BT will plough £6bn into the project to upgrade both its broadband and mobile network, building on a pledge by EE to cover the entire country with 4G mobile services, reports The Telegraph.
By 2020, ultrafast broadband will be deployed to a minimum of ten million homes and businesses, with an ambition to reach 12m, BT said. Two million of these households will be given fibre-optic connections, while 4G mobile services will cover 95pc of the country.
Gavin Patterson, BT’s chief executive, will unveil the ambitious project before shareholders today alongside its annual results.
The telecoms giant’s profits rose 15pc to £3.03bn in the year to March 31, in its first set of results after the takeover of mobile operator EE. Strong demand for its broadband and television packages helped lift revenues by 22pc, to £18.91bn.
Mr Patterson said it had been a “landmark year for BT” which consummated the takeover of EE for £10.25bn last January. He said the integration was “going well” following an overhaul of the company’s management structure in the wake of the merger.
The BT boss warned that any investment plans are “subject to regulatory certainty” amid an ongoing battle by the company to maintain control of its broadband network division, Openreach.
The telecoms watchdog Ofcom is formulating an alternative model for Openreach, that will see BT give up financial control of the network arm, with a decision due in the autumn. Openreach increased sales to £5.01bn in the 12 months to March 31, a 2pc increase on the year before.
Mr Patterson defended the current Openreach model, saying that rivals can “piggyback” on the network should they want to, amid criticism that other companies have not been able to use Openreach’s vast network of ducts and telegraph poles.
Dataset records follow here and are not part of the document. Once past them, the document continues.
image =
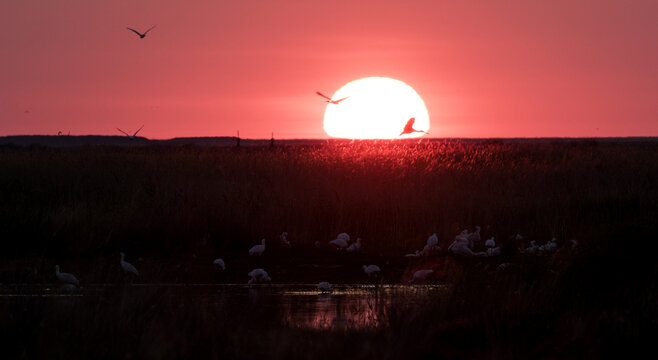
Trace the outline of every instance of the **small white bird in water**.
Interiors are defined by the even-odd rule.
[[[320,292],[323,294],[334,292],[334,289],[331,287],[331,284],[329,284],[326,281],[322,281],[318,284],[318,290],[320,290]]]
[[[220,268],[222,268],[222,270],[226,270],[226,264],[224,264],[224,260],[218,258],[218,259],[215,259],[215,261],[213,261],[212,263],[213,263],[213,265],[219,266]]]
[[[265,239],[260,241],[260,245],[254,245],[249,249],[249,255],[263,255],[265,252]]]
[[[371,276],[377,276],[381,269],[377,265],[363,265],[363,271],[368,275],[368,277]]]
[[[430,269],[418,270],[414,273],[414,276],[411,278],[411,280],[409,280],[408,284],[416,284],[418,282],[425,281],[433,273],[434,270],[430,270]]]
[[[247,275],[251,277],[248,282],[249,285],[272,281],[270,275],[263,269],[253,269]]]
[[[125,261],[126,254],[121,253],[121,268],[123,269],[124,273],[132,273],[135,275],[139,275],[139,272],[137,269],[129,262]]]
[[[420,251],[416,250],[413,254],[406,254],[404,257],[420,257]]]
[[[59,272],[59,265],[55,265],[55,276],[57,276],[57,280],[64,285],[73,284],[75,286],[80,286],[80,281],[78,281],[78,278],[73,276],[73,274]]]

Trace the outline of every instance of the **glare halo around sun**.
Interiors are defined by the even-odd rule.
[[[334,93],[324,112],[324,131],[347,139],[405,139],[425,135],[414,132],[400,136],[409,118],[413,128],[429,131],[430,117],[423,99],[409,85],[387,77],[351,81]]]

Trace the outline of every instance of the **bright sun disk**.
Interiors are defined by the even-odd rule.
[[[409,85],[386,77],[367,77],[345,84],[331,97],[347,99],[328,103],[324,130],[332,137],[348,139],[405,139],[423,136],[413,132],[400,136],[409,118],[415,130],[429,131],[429,114],[423,99]]]

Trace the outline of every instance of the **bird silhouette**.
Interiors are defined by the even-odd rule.
[[[125,261],[125,260],[124,260],[125,258],[126,258],[126,254],[121,253],[121,260],[120,260],[120,263],[121,263],[121,268],[123,269],[124,274],[131,273],[131,274],[134,274],[135,276],[139,275],[139,272],[138,272],[137,269],[133,266],[133,264],[131,264],[131,263]]]
[[[137,31],[137,30],[135,30],[135,29],[131,29],[131,28],[129,28],[129,27],[126,27],[126,29],[128,29],[128,30],[134,32],[135,34],[139,35],[139,38],[140,38],[140,39],[143,39],[144,36],[146,36],[146,34],[147,34],[149,31],[151,31],[154,27],[155,27],[155,25],[154,25],[154,26],[151,26],[151,28],[148,29],[148,30],[146,30],[146,31],[144,31],[143,34],[140,33],[139,31]]]
[[[144,125],[142,125],[142,127],[139,128],[139,130],[142,130],[143,127],[144,127]],[[127,132],[125,132],[125,131],[123,131],[123,130],[121,130],[121,129],[119,129],[119,128],[117,128],[117,130],[119,130],[119,131],[121,131],[122,133],[124,133],[124,134],[128,137],[128,139],[130,139],[130,140],[134,139],[135,136],[137,136],[137,133],[139,132],[139,130],[137,130],[137,131],[135,131],[134,134],[130,135],[130,134],[128,134]]]
[[[349,96],[346,96],[346,97],[344,97],[344,98],[342,98],[342,99],[333,100],[332,98],[330,98],[330,97],[324,95],[323,93],[321,93],[321,92],[319,92],[319,91],[316,91],[315,93],[318,94],[318,95],[320,95],[320,96],[322,96],[323,98],[327,99],[326,102],[328,102],[328,103],[330,103],[330,104],[334,104],[334,105],[338,105],[339,102],[341,102],[341,101],[343,101],[343,100],[345,100],[345,99],[347,99],[347,98],[349,97]]]
[[[411,134],[411,133],[414,133],[414,132],[424,132],[426,134],[429,134],[425,130],[416,130],[416,129],[414,129],[414,122],[416,122],[416,118],[410,118],[409,120],[407,120],[407,124],[404,126],[404,130],[402,130],[402,132],[398,136],[402,136],[404,134]]]

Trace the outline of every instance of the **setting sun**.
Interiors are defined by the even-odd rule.
[[[423,136],[430,122],[423,99],[409,85],[386,77],[345,84],[333,94],[324,113],[329,136],[349,139],[395,139]],[[335,100],[341,100],[335,103]],[[414,132],[402,134],[410,118]],[[402,135],[401,135],[402,134]]]

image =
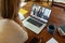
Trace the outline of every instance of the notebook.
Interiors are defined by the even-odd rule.
[[[50,9],[40,6],[38,4],[32,4],[30,15],[23,20],[23,25],[38,34],[46,27],[50,14]]]

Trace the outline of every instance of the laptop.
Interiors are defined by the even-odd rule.
[[[47,26],[50,14],[50,9],[32,4],[30,15],[23,20],[23,25],[38,34]]]

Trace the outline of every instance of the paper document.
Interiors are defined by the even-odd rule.
[[[58,43],[54,38],[51,38],[47,43]]]

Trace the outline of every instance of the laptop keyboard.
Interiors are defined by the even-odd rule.
[[[40,23],[38,23],[38,22],[36,22],[36,20],[31,19],[31,18],[27,19],[27,22],[29,22],[30,24],[32,24],[32,25],[35,25],[37,27],[41,27],[42,26],[42,24],[40,24]]]

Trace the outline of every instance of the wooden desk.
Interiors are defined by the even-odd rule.
[[[27,5],[25,5],[23,8],[28,11],[28,13],[25,15],[25,17],[29,16],[31,4],[32,3],[29,2]],[[54,24],[55,26],[65,25],[65,12],[63,11],[63,9],[53,6],[53,8],[51,8],[51,10],[52,10],[52,13],[51,13],[48,25],[49,24]],[[31,30],[27,29],[26,27],[25,27],[25,29],[28,31],[28,37],[29,37],[28,41],[26,43],[28,43],[34,37],[37,37],[39,39],[42,38],[43,39],[42,43],[46,43],[51,38],[54,38],[58,43],[65,43],[65,37],[62,37],[57,32],[57,30],[56,30],[55,34],[52,35],[48,32],[47,27],[39,34],[34,33]]]

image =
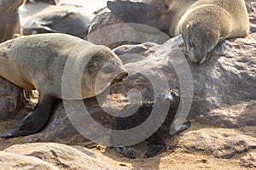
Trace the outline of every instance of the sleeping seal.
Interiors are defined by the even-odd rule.
[[[0,42],[20,34],[19,7],[23,0],[0,0]]]
[[[166,0],[169,9],[160,14],[142,3],[108,2],[108,8],[127,23],[148,25],[172,36],[182,35],[191,61],[203,63],[216,45],[228,37],[249,32],[244,0]]]
[[[61,93],[67,60],[73,61],[69,63],[73,67],[68,72],[71,76],[73,70],[81,71],[81,80],[78,80],[81,82],[79,97],[77,91],[72,96],[63,96]],[[23,88],[38,90],[39,99],[32,112],[0,137],[38,133],[61,99],[90,98],[127,75],[121,60],[108,48],[67,34],[38,34],[4,42],[0,44],[0,76]],[[96,88],[96,80],[100,88]],[[67,81],[71,85],[77,83]]]

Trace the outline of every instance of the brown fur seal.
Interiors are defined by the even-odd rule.
[[[27,17],[21,27],[23,35],[39,33],[66,33],[84,38],[92,15],[73,5],[50,5],[39,13]]]
[[[174,17],[176,20],[181,15],[181,8],[176,6],[189,3],[185,0],[174,2],[169,6],[172,14],[178,14],[177,17]],[[173,34],[174,31],[175,36],[182,34],[192,61],[201,64],[209,58],[219,42],[228,37],[241,37],[248,34],[249,19],[244,0],[191,2],[192,4],[182,14],[175,30],[170,26],[170,33]],[[171,20],[171,25],[176,22]]]
[[[122,112],[131,112],[134,110],[134,108],[139,108],[133,115],[126,117],[119,117],[116,116],[113,120],[113,129],[114,130],[127,130],[134,128],[135,127],[139,126],[143,122],[145,122],[149,116],[150,113],[153,110],[154,105],[160,104],[163,105],[164,103],[170,103],[169,111],[167,116],[164,120],[162,126],[154,133],[147,141],[149,143],[149,148],[145,153],[145,157],[153,157],[160,153],[162,153],[167,147],[166,143],[165,137],[169,134],[171,125],[175,118],[177,110],[179,105],[179,97],[173,91],[163,93],[154,102],[143,102],[143,104],[131,104],[125,108],[123,108]],[[139,105],[139,107],[138,107]],[[154,126],[154,125],[152,125]],[[177,133],[183,132],[188,129],[190,127],[190,122],[187,121],[183,122],[179,127],[179,129],[177,129]],[[144,129],[145,133],[147,129]],[[112,138],[115,137],[114,133],[111,136]],[[130,137],[129,137],[130,138]],[[132,138],[132,137],[131,137]],[[120,152],[128,158],[134,159],[136,157],[136,153],[131,149],[121,146],[114,144],[115,149],[117,151]]]
[[[146,24],[162,31],[168,29],[172,37],[182,34],[193,62],[203,63],[220,41],[248,34],[249,20],[244,0],[166,2],[169,10],[163,14],[152,8],[146,8],[145,4],[129,1],[108,2],[108,8],[125,22]]]
[[[73,68],[64,72],[68,64]],[[63,76],[66,73],[75,76],[77,69],[82,75],[80,80],[75,80],[81,81],[81,86],[75,90],[80,90],[80,94],[76,95],[77,91],[71,91],[71,96],[63,96]],[[0,76],[23,88],[37,89],[39,99],[32,112],[0,137],[37,133],[47,123],[60,99],[95,96],[110,82],[120,82],[127,75],[121,60],[108,48],[67,34],[38,34],[4,42],[0,44]],[[68,80],[65,82],[77,84]]]
[[[0,42],[20,34],[19,7],[23,0],[0,0]]]

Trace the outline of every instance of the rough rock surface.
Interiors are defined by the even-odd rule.
[[[45,169],[128,169],[107,156],[99,156],[85,148],[77,148],[55,143],[15,144],[1,152],[0,165],[3,168],[4,162],[5,164],[11,162],[6,166],[6,169],[15,167],[38,169],[40,166]]]
[[[215,157],[230,158],[256,149],[256,138],[234,129],[202,128],[183,134],[178,144],[189,150],[211,153]]]

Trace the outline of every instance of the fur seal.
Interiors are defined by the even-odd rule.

Openreach has also been criticised for underinvestment in its infrastructure and making excessive profits that boost the dominance of Britain’s former state monopoly.
Mr Patterson said: “Networks require money and a lot of it. Virgin and BT have both pledged to invest and we will now see if others follow our lead.”
But in a shift in Openreach’s strategy, BT has pledged to invest more in fibre cables and promised to connect hundreds of thousands of businesses with super-fast broadband services.
BT has previously resisted attempts to invest more in fibre-optic cables, instead favouring a technology known as “G.Fast” that adapts existing copper wires. The company said today that “copper has a role to play for many years yet.”
Rival companies have been quick to criticise this commitment to G.Fast technology as one of “limited ambition”. Andrew Griffith, Sky’s finance boss, pointed out that this latest project will bring fibre connections to just two million of the up to 12m premises being targeted for ultrafast broadband.
He said: “Despite BT’s claims, the company continues to see copper as the basis of its network for 21st century Britain.”
Meanwhile, Openreach pledged to halve the number of repair appointments it misses, after BT revealed to a group of MPs last March that the network division misses 1,000 appointments every week.